On the basis of (the not-entirely-reliable) Google Trends, it looks like the Samsung Galaxy brand is starting to overtake 'Android' in consumer awareness.
'Samsung galaxy' itself is some way behind Android, but 'galaxy' alone has equaled it, and I can't offhand think of another reason why that term would have shot up (suggestions gratefully received), while the spikes in the line are clearly correlated with 'Samsung' and 'Samsung galaxy'
US data shows much stronger iPhone share (which is unsurprising) and flat to-declining Android search volume.
EDIT: Google Trends seems to have broken, and is claiming there's no data for any terms for the USA. That's the last time I get clever and embed the chart instead of taking a screenshot.
This reflects a couple of dynamics. First, Samsung has around 50% of Android unit sales (outside China), so one would expect it to be strong. Second, given the lower price points at which most of its smartphone volume sells (the GS3 is less than half Samsung's Android volumes) one might expect a slightly less tech-savvy buyer, perhaps with more interest in the phone brand than the ecosystem.

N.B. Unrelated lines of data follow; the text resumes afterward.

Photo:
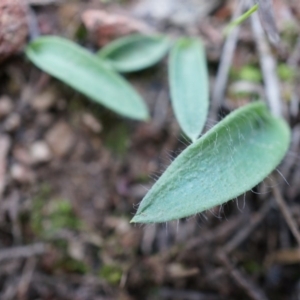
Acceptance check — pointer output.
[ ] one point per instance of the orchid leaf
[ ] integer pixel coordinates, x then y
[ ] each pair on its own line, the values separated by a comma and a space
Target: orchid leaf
228, 160
189, 84
135, 52
84, 72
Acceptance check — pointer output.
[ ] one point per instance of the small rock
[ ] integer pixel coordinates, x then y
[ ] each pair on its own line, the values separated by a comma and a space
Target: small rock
13, 27
6, 106
60, 138
21, 173
12, 123
91, 122
44, 101
40, 152
21, 154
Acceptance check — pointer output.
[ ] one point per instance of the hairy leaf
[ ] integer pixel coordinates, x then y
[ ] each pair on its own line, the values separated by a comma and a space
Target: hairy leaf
84, 72
189, 85
231, 158
135, 52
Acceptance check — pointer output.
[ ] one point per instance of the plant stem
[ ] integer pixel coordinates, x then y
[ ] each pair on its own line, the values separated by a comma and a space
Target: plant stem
240, 19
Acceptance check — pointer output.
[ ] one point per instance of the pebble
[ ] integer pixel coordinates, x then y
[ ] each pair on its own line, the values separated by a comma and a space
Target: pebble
12, 123
40, 152
91, 122
21, 173
60, 139
44, 101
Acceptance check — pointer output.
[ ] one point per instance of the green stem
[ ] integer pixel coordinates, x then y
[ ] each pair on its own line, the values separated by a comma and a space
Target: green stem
240, 19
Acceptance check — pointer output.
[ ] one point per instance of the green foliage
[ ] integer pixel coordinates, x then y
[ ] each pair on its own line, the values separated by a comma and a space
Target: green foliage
188, 78
86, 73
228, 160
111, 273
49, 216
285, 72
135, 52
250, 73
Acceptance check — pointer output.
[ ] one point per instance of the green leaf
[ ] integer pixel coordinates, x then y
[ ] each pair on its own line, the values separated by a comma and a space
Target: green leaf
231, 158
189, 85
135, 52
84, 72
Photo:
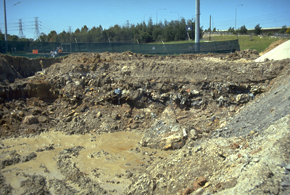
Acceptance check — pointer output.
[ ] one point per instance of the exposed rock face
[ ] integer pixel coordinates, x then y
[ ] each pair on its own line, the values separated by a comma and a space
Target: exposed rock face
165, 133
199, 124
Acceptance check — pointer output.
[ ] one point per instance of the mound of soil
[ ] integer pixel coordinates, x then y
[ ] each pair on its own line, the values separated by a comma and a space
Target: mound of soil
126, 123
273, 45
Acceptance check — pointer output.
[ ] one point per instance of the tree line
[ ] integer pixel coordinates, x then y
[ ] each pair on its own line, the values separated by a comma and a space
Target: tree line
174, 30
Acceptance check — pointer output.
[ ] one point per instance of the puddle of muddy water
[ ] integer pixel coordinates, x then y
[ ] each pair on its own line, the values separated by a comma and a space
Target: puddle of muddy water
103, 157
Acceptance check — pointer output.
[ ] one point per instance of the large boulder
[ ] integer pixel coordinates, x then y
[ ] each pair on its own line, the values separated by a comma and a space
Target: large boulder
165, 133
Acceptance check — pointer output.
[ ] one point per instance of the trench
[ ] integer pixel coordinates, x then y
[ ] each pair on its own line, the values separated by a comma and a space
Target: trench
103, 158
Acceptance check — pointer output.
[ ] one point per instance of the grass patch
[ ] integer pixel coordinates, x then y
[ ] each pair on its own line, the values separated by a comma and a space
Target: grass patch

Third, and most interesting to me, though, is the fact that Samsung really doesn't talk about Android at all in its marketing - which now has a $14bn run-rate budget (around 13-14x Apple). A lot of Samsung marketing for Android devices doesn't even mention Android.
You can see this very clearly in the new Samsung Superbowl ad. This has got lots of attention by (depending on your point of view) mocking Apple for trying to patent basic concepts or brazenly flaunting Samsung's systematic copying of Apple's innovations. But to me, what's striking is that it doesn't show the phones or any features, let alone mention Android.
The subtext, of course, is: 'the UX is a commodity, the apps are a commodity, the stuff Apple talks about is a commodity that's absurd to patent - we're going to compete on hardware features'. That's a natural angle for a hardware company with no control over the platform, of course. For now.